Foi a primeira a descer e nada viu. Tinham-nos reservado dois quartos.

Pude correr ao meu, lavar-me, limpar o sangue. Marceline não chegou a ver. Entretanto, sentia-me fraquíssimo e pedi chá para dois. Enquanto ela o servia, muito calma, um pouco pálida também, sorridente, veio-me uma espécie de irritação por ela nada ter visto. Sentia-me injusto, é verdade, e dizia comigo mesmo: se ela nada viu é porque eu soube ocultar-lhe bem; não importa; nada adiantou, aquilo cresceu em mim como um instinto, invadiu-me… afinal foi mais forte do que eu: não resisti mais: disse-lhe com um ar distraído.
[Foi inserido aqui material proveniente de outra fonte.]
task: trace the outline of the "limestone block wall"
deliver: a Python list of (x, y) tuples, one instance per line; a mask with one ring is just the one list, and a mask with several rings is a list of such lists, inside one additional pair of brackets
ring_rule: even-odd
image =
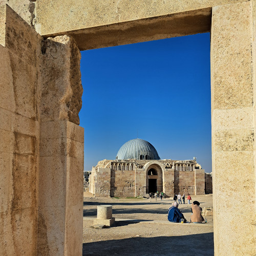
[(0, 251), (36, 255), (38, 35), (9, 7), (0, 10)]
[(95, 181), (94, 182), (95, 196), (110, 196), (110, 168), (98, 168), (98, 170), (95, 172)]
[(166, 169), (163, 174), (163, 192), (167, 197), (173, 197), (174, 194), (174, 170)]
[(203, 169), (195, 169), (195, 195), (203, 195), (205, 193), (204, 174)]
[(44, 40), (8, 6), (0, 14), (0, 251), (81, 255), (79, 49)]
[(83, 191), (80, 54), (66, 35), (40, 42), (38, 253), (78, 255)]
[(6, 4), (29, 25), (35, 25), (36, 0), (0, 0), (1, 5)]
[(256, 254), (255, 10), (254, 1), (212, 8), (212, 192), (219, 255)]
[(212, 193), (212, 177), (209, 174), (205, 174), (205, 194)]
[[(195, 172), (182, 170), (175, 172), (179, 172), (179, 184), (175, 188), (175, 193), (195, 195)], [(204, 194), (204, 190), (202, 194)]]
[(114, 186), (114, 197), (135, 197), (135, 171), (116, 170)]
[(146, 172), (143, 169), (136, 168), (135, 170), (135, 197), (143, 197), (146, 194)]

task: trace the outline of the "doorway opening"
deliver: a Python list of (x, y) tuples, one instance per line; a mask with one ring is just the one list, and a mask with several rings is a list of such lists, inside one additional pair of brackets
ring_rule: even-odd
[(157, 191), (157, 179), (150, 179), (148, 180), (148, 193), (155, 193)]

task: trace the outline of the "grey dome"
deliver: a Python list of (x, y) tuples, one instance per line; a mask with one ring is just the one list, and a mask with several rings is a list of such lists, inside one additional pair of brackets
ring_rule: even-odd
[(117, 153), (117, 159), (159, 160), (156, 148), (147, 141), (135, 139), (125, 143)]

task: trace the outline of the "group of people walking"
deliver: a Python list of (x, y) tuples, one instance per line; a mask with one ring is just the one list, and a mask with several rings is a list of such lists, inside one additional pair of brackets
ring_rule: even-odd
[[(181, 202), (181, 198), (182, 198), (182, 201), (183, 201), (183, 204), (185, 204), (185, 194), (183, 194), (183, 195), (182, 196), (182, 197), (181, 197), (181, 195), (180, 195), (180, 193), (179, 193), (179, 195), (175, 194), (174, 197), (174, 200), (175, 202), (177, 202), (177, 200), (178, 200), (179, 201), (179, 204), (182, 204)], [(187, 197), (187, 204), (189, 204), (190, 203), (190, 200), (191, 200), (191, 196), (189, 194), (188, 194)]]
[(153, 198), (155, 198), (156, 199), (156, 201), (157, 201), (158, 197), (159, 197), (161, 200), (163, 200), (164, 198), (165, 198), (165, 197), (164, 196), (164, 194), (163, 194), (163, 192), (162, 191), (160, 193), (159, 193), (158, 191), (157, 191), (155, 194), (151, 193), (150, 194), (150, 198), (151, 202), (152, 199)]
— Cuspi sangue, esta noite.

Ela não disse nada; simplesmente empalideceu muito mais, cambaleou, tentou dominar-se e caiu pesadamente ao solo.
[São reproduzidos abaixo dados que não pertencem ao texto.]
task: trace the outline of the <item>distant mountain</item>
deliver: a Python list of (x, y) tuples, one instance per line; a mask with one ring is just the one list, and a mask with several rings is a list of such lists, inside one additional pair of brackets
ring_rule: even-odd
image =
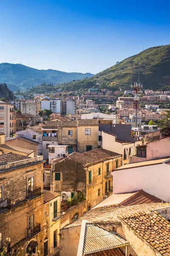
[(8, 100), (14, 99), (13, 93), (8, 88), (6, 84), (0, 84), (0, 98), (3, 97)]
[(144, 88), (170, 88), (170, 45), (147, 49), (92, 77), (66, 84), (64, 88), (129, 88), (131, 80), (133, 83), (137, 81), (139, 75)]
[(0, 83), (6, 83), (11, 90), (28, 88), (44, 82), (59, 84), (93, 76), (91, 73), (67, 73), (51, 69), (39, 70), (21, 64), (0, 64)]

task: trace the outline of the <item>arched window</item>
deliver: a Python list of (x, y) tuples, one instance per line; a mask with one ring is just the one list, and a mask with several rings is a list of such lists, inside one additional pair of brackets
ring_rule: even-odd
[(37, 247), (38, 246), (38, 243), (35, 240), (32, 240), (29, 241), (28, 244), (26, 252), (28, 253), (29, 255), (31, 255), (32, 253), (35, 253), (37, 251)]
[(44, 241), (44, 256), (47, 256), (48, 254), (48, 242), (46, 237)]

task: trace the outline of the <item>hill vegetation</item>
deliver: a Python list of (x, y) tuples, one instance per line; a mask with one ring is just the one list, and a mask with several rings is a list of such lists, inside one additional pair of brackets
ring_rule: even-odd
[[(94, 76), (53, 86), (44, 84), (30, 89), (28, 93), (44, 93), (78, 90), (81, 93), (89, 88), (110, 88), (116, 90), (121, 86), (130, 89), (131, 81), (138, 81), (144, 89), (170, 90), (170, 45), (147, 49), (127, 58)], [(47, 90), (46, 88), (49, 90)]]
[(21, 64), (0, 64), (0, 83), (6, 83), (11, 90), (29, 88), (43, 83), (59, 84), (94, 76), (91, 73), (68, 73), (49, 69), (39, 70)]

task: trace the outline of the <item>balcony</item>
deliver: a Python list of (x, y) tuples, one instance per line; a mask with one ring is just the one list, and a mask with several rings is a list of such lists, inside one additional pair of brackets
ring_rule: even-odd
[(0, 203), (0, 212), (11, 209), (11, 200), (9, 198), (6, 198), (2, 203)]
[(41, 231), (40, 223), (35, 223), (35, 226), (31, 228), (27, 228), (27, 237), (31, 238)]
[(32, 191), (28, 191), (28, 190), (26, 191), (26, 198), (28, 199), (32, 199), (41, 195), (41, 187), (37, 187)]
[[(5, 254), (3, 254), (3, 248), (5, 248)], [(9, 241), (6, 241), (5, 243), (4, 246), (0, 249), (0, 254), (1, 253), (2, 253), (2, 255), (8, 254), (11, 252), (11, 243)]]

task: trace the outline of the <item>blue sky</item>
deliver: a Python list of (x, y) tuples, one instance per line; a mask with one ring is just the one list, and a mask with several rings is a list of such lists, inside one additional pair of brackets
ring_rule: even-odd
[(0, 63), (96, 73), (170, 43), (170, 1), (0, 0)]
Lancei-me sobre ela com uma espécie de raiva:

— Marceline! Marceline!

Vamos! que fiz? Não basta que eu esteja doente?

Mas eu estava, como disse, muito fraco; pouco faltou para que também me sentisse mal. Abri a porta; chamei; veio gente.

Lembrei-me de que trazia na mala uma carta de apresentação a um oficial da cidade; aproveitei para mandar chamá-lo. Marceline, no entanto, voltara a si; estava agora à cabeceira da cama em que eu tremia de febre. O oficial, um médico do exército, chegou; examinou-nos.
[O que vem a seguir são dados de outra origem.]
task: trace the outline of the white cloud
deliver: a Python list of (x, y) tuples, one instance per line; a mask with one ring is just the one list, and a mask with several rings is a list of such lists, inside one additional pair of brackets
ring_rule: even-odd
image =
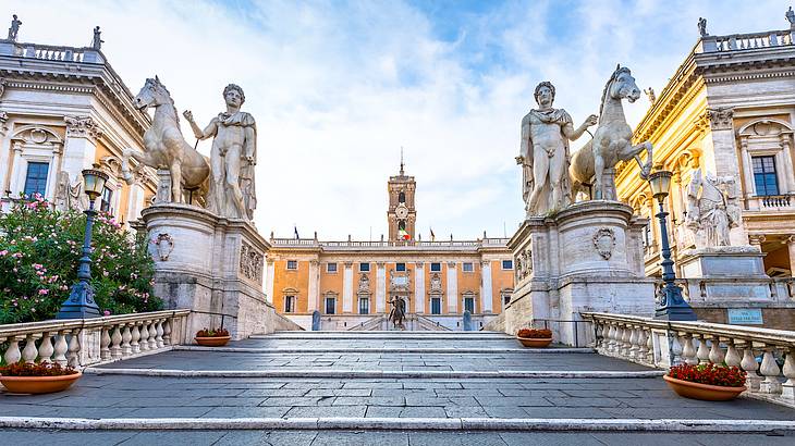
[[(241, 85), (259, 132), (257, 226), (290, 236), (295, 223), (325, 239), (386, 232), (401, 146), (425, 237), (429, 226), (439, 237), (502, 235), (503, 222), (511, 235), (523, 214), (518, 122), (538, 82), (552, 80), (556, 106), (580, 122), (616, 63), (659, 92), (696, 42), (699, 15), (714, 34), (786, 25), (778, 1), (506, 2), (466, 15), (443, 40), (436, 16), (399, 1), (3, 5), (0, 17), (23, 21), (23, 41), (83, 46), (102, 26), (133, 94), (158, 74), (200, 123), (222, 109), (225, 84)], [(629, 121), (646, 107), (627, 106)]]

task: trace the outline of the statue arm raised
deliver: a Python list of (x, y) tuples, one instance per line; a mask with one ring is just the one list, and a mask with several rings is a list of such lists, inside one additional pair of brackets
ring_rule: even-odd
[(591, 114), (585, 120), (583, 125), (580, 125), (577, 128), (574, 128), (574, 125), (572, 123), (572, 117), (568, 116), (567, 113), (566, 113), (566, 117), (567, 117), (567, 120), (566, 120), (567, 122), (566, 122), (566, 125), (563, 126), (563, 134), (570, 140), (578, 139), (580, 136), (583, 136), (583, 134), (585, 133), (585, 131), (588, 127), (590, 127), (591, 125), (596, 125), (599, 122), (599, 116), (597, 116), (596, 114)]

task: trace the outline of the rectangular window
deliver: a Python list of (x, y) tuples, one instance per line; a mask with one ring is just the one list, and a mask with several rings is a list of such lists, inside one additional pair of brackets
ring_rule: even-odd
[(113, 190), (106, 187), (102, 189), (102, 199), (99, 202), (99, 210), (102, 212), (108, 212), (110, 214), (113, 213), (113, 209), (111, 209), (111, 200), (113, 199)]
[(333, 297), (326, 298), (326, 314), (334, 314), (337, 311), (337, 299)]
[(475, 298), (474, 297), (464, 298), (464, 311), (469, 311), (469, 314), (475, 312)]
[(35, 194), (47, 194), (47, 172), (50, 164), (46, 162), (27, 163), (27, 173), (25, 174), (25, 195), (33, 197)]
[(295, 312), (295, 296), (284, 296), (284, 312), (285, 313)]
[(753, 157), (754, 185), (759, 196), (779, 195), (779, 179), (775, 176), (774, 157)]
[(431, 297), (430, 298), (430, 313), (431, 314), (441, 314), (442, 313), (441, 297)]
Marceline não tinha nada, afirmou, e apenas ressentira-se da queda; eu estava gravemente enfermo; não quis dizer nada de definitivo e prometeu voltar antes da noite. Voltou, sorriu para mim, falou-me e deu-me alguns remédios. Compreendi que estava condenado.

— Acreditam? Não tive um sobressalto. Estava extenuado. Abandonei-me, simplesmente. — “Afinal, que me oferecia a vida? Trabalhara até o fim, cumprira resoluta e apaixonadamente o meu dever. O resto… que me importa?”, pensava, achando suficientemente belo o meu estoicismo.

Mas o que mais me fazia sofrer era a fealdade do lugar. “Este quarto de hotel é infecto” — e o percorria com os olhos. De repente, lembrei-me de que ao lado, num quarto igual àquele, estava minha mulher, Marceline; e escutei sua voz.

O médico ainda estava ali; conversava com ela; procurava falar baixo. Passou um momento: consegui dormir.

Quando acordei, Marceline estava ao meu lado. Percebi que ela havia chorado. Eu não amava bastante a vida para ter pena de mim mesmo; mas o aspecto do lugar me molestava; quase com volúpia meus olhos pousaram nela.

Agora, ao meu lado, ela escrevia. Achei-a bonita. Vi-a fechar várias cartas. Depois levantou-se, chegou mais perto, tomou com ternura a minha mão:

— Como te sentes agora? — perguntou.

Sorri, disse-lhe tristemente:

— Ficarei bom?

Mas logo ela me respondeu: — Ficarás bom! — com uma convicção tão apaixonada que eu, quase convencido, tive como que um confuso sentimento de tudo o que a vida poderia ser, de seu amor à vida, a vaga visão de tão patéticas belezas; as lágrimas saltaram dos meus olhos e chorei longamente sem poder dominar-me.

Com que violência de amor ela me fez deixar Sousse; cercado de quantos cuidados, protegido, amparado, vigiado… de Sousse a Túnis, depois de Túnis a Constantina, Marceline foi admirável. Em Biskra eu deveria sarar. Sua confiança era perfeita; seu zelo não descansava um instante. Preparava tudo, dirigia os embarques, reservava acomodações. Não podia, a pobre, fazer com que a viagem fosse menos atroz. Pensei várias vezes que devia parar e terminar. Suava como um moribundo, sufocava, às vezes perdia os sentidos. No fim do terceiro dia, cheguei a Biskra como um defunto.

II

Por que falar dos primeiros dias? Que resta deles? Sua terrível lembrança não tem voz.